SALUTE

Ostetricia sociale per tenere viva una comunità

Per 50 anni costrette ad andare a partorire lontano da casa, oggi per le donne Inuit c'è un'altra possibilità, grazie a un cambio di politiche sanitarie per l' inclusione sociale del governo canadese.

Per cinquant’anni il governo canadese ha forzato le donne Inuit, minoranza etnica che da secoli vive in una remota area a nord ovest del paese, a recarsi a sud, lontano dunque dalla loro terra di origine, più povera e con meno infrastrutture, per partorire i propri figli. La ragione dichiarata per la pratica, iniziata nei primi anni ’70, era di migliorare i tassi di sopravvivenza alla nascita e ridurre le complicanze nelle comunità remote senza ospedali e con cure prenatali limitate. Per molte donne indigene però, questa politica ha trasformato la gravidanza in una malattia, privando le donne inuit delle cure con i metodi tradizionali di cui si fidavano, che conoscevano. Avendo lasciato le loro comunità molto prima delle loro scadenze, esse hanno trascorso settimane lontano dalle loro famiglie per partorire in un ambiente sconosciuto, curate da medici e infermieri che non parlavano la loro lingua madre.

Negli ultimi anni si è iniziato a cambiare rotta: sono state potenziate le infrastrutture locali e tre donne inuit su quattro oggi partoriscono i propri figli in una clinica nella città natale, guidata da ostetriche anch’esse Inuit. Il New York Times ha pubblicato questa lunga storia che offre importanti spunti di riflessione sulle politiche sanitarie legate alla maternità, come veicolo per tenere viva una comunità, a partire dal benessere delle sue donne. Il risultato è che, investendo in politiche locali, formando la gente del posto, gli output sanitari sono migliorati incredibilmente, mostrando oggi tassi di mortalità non peggiori rispetto al resto del paese.

Think global, act local

La riconciliazione con le popolazioni indigene è una delle questioni più urgenti che il Canada si trova oggi ad affrontare, tanto che il primo ministro Justin Trudeau l’ha definita una priorità del suo governo. I programmi di storia sono stati rinnovati nelle scuole, e molti edifici sono stati rinominati.
C’è molto però da recuperare. Per innumerevoli generazioni, gli Inuit della regione di Nunavik nel nord del Quebec hanno vissuto come nomadi, viaggiando attraverso il paesaggio battuto dal vento per seguire le mandrie che cacciavano stagionalmente. Negli anni Cinquanta il governo canadese fece pressioni sulle famiglie affinché si stabilissero in comunità permanenti; una mossa che si adattava perfettamente al modo in cui il Canada trattava i suoi indigeni, inclusa la separazione forzata dei bambini inuit dalle loro famiglie. Le donne di Inuit furono mandate a Montreal o alla Moose Factory, nell’Ontario, piuttosto che affidarsi alle ostetriche locali che tradizionalmente avevano prestato loro assistenza.

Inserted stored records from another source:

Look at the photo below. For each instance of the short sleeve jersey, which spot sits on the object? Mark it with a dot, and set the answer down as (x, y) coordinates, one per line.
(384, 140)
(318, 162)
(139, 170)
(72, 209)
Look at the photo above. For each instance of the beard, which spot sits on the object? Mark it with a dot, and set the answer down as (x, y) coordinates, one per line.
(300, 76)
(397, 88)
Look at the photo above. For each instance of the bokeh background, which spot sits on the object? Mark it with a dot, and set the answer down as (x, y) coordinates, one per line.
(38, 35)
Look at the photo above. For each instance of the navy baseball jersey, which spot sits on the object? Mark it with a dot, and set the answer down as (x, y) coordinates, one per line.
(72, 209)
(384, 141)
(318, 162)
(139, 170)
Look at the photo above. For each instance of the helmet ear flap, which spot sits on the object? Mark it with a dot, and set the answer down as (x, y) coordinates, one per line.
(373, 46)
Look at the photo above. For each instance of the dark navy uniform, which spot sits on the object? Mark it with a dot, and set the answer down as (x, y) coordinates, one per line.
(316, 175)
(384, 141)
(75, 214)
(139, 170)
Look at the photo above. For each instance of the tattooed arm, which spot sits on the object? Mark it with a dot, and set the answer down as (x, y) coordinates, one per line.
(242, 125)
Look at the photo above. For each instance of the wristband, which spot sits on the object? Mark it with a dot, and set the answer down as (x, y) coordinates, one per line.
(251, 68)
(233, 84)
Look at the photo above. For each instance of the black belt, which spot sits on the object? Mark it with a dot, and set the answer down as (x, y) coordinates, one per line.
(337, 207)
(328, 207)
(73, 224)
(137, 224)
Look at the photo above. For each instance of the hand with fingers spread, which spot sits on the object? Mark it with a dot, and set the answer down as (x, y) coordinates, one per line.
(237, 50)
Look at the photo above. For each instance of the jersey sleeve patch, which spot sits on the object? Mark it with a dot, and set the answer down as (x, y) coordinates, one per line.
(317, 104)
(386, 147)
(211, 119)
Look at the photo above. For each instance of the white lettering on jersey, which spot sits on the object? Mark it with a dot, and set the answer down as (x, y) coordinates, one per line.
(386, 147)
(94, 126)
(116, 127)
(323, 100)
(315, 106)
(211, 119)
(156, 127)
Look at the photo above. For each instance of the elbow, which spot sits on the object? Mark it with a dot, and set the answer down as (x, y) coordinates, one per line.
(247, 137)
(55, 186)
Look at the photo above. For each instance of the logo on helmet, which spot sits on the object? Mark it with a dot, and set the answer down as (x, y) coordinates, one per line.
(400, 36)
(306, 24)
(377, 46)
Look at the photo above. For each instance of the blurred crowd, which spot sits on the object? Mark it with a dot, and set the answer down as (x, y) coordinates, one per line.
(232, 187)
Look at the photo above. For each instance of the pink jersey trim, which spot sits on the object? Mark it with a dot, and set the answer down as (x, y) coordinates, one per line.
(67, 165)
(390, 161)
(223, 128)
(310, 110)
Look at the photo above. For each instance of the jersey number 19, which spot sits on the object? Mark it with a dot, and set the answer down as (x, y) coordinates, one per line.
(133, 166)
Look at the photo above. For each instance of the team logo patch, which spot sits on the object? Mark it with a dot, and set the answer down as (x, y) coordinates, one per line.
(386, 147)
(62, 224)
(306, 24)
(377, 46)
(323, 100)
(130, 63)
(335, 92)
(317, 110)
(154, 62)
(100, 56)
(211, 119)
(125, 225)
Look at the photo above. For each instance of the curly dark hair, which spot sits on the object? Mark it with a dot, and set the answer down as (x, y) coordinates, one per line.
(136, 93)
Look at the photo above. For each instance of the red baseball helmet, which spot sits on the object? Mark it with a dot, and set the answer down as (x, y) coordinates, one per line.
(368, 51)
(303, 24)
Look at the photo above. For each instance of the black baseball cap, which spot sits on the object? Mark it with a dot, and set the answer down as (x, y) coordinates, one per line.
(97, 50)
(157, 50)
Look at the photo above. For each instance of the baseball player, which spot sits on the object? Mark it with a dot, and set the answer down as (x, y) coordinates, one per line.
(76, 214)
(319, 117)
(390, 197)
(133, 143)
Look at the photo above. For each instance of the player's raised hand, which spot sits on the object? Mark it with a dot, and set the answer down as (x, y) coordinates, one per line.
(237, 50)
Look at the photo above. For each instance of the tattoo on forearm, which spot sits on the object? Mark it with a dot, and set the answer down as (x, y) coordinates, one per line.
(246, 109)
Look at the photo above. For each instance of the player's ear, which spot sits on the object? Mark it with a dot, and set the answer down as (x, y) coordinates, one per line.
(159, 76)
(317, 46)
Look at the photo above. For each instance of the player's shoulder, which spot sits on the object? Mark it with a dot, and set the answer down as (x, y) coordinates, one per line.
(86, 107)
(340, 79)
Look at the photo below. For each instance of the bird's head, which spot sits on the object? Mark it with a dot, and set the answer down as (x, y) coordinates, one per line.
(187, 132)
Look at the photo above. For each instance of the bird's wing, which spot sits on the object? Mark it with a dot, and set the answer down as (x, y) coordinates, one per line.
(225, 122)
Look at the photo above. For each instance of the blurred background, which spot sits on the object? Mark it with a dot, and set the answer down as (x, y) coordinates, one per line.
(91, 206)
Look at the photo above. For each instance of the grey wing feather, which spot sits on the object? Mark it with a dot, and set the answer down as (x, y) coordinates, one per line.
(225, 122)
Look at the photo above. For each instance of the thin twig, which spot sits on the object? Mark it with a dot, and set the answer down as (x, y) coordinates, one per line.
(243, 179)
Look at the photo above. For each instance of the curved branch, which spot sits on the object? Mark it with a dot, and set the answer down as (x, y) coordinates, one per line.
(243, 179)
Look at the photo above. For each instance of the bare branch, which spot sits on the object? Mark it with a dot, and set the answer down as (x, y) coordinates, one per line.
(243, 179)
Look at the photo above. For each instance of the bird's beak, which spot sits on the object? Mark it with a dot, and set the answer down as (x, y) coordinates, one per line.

Trent’anni dopo, nel 1986, gli anziani locali che volevano potenziare i servizi nella propria regione persuasero un ospedale a iniziare un programma di formazione per certificare le donne Inuit come ostetriche. Dopo qualche tempo le cliniche ostetriche guidate da donne Inuit diventano tre, localizzate in villaggi sulla costa della Baia di Hudson.

Il ritorno del parto in queste terre ha portato molto rinnovamento alla comunità, ha spiegato il sindaco al NYT. Prima delle migrazioni, i neonati inuit venivano celebrati e salutati da ogni membro della comunità. Ora ogni nuovo parto è segnalato grazie a un filo di luci di Natale che pendono dalla cornice della finestra. I nomi dei nuovi bambini, spesso quelli che onorano i parenti defunti, sono addirittura annunciati alla radio.

La clinica ha cinque ostetriche e tre tirocinanti che valutano e controllano le donne durante la gravidanza e dopo la nascita. Le ostetriche sono formate a fornire interventi medici di emergenza. Solo le donne incinte ritenute ad alto rischio vengono trasferite a sud, con il loro consenso, in un ospedale. Dall’altra parte della regione di Nunavik, quasi 200 bambini vengono consegnati dalle ostetriche ogni anno.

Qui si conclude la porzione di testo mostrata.